01-10-2013 09:01 AM - edited 01-10-2013 09:12 AM
This took me a while to work out, so I thought I'd post a quick guide showing my solution. The following provides instructions on implementing CUDA (nVidia's GPU processing language) code in LabWindows. Specifically, I adapted the library "cufft", which nVidia provides as a convenient way to perform batch FFT processing without having to worry about hardware optimization.
This is the solution I used as a model:
http://stackoverflow.com/questions/9363827/building-gpl-c-program-with-cuda-module
Basically the idea is quite simple.
Step one: Write an intermediate C source file and header that "wrap" the CUDA code you wish to call in plain vanilla C code, as in the example I linked. You will call these C functions in LabWindows to execute the CUDA code. For example, I this is the prototype for the wrapper function I wrote for CUDA malloc functions:
int TOMCUFFT_cudaMalloc(void** allocatedMemory, size_t numberOfBytes);
TOMCUFFT_cudaMalloc() can be called from within LabWindows. The body of the function simply calls cudaMalloc for numberOfBytes of memory, and stores the resulting address in the pointer allocatedMemory.
Step two: Generate C object code from your CUDA files. This involves compiling it with the nVidia CUDA compiler (nvcc) to object code. This generates (in Windows) a file with the extension ".obj" (-o flag for nvcc, default option when using Visual Studio). Object code is compiled binary code which has not yet been linked into an executable. LabWindows is capable of linking in external binary files to your project in the process of creating the final ".exe" executable. If you are using an IDE such as Visual Studio configured to compile CUDA code, you can compile it to a static library (".lib" file in Windows), though I can't think of any reason why this would more desirable than an object file.
IMPORTANT! Make sure to compile the object code / library with C style linkage!
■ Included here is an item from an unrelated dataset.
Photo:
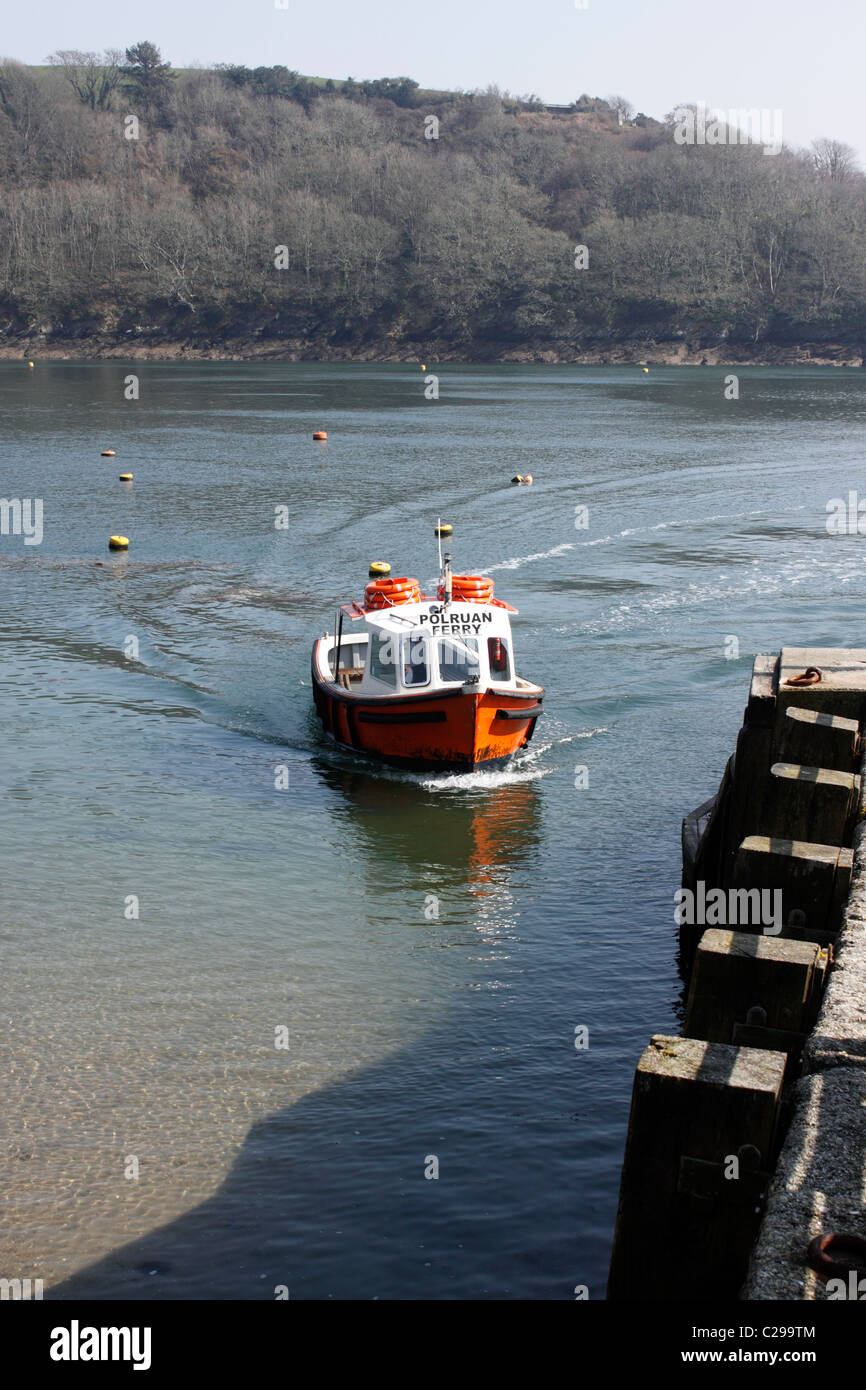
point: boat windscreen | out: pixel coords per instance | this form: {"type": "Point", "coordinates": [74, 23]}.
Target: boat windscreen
{"type": "Point", "coordinates": [459, 659]}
Do this by adjusting the settings of the IDE you are working with CUDA in, or by wrapping the entire C source file with:
extern "C" { }
Otherwise, LabWindows's linker will not be able to link these files in, as LabWindows only seems to have support for C linkage, and not C++ linkage.
Step three: Add files to LabWindows project. Now you have a static library of functions with C-style calling conventions with already compiled CUDA code in them. The header file lets you use these functions in LabWindows. Add your header file and the object code / static library to the LabWindows project. Finally, because static libraries do not actually contain all of their dependencies, you have to add in some of the CUDA libraries provided by nVidia. The default dependency is "cudart.lib". There are two copies (32 and 64 bit) of this file, so make sure you get the right one.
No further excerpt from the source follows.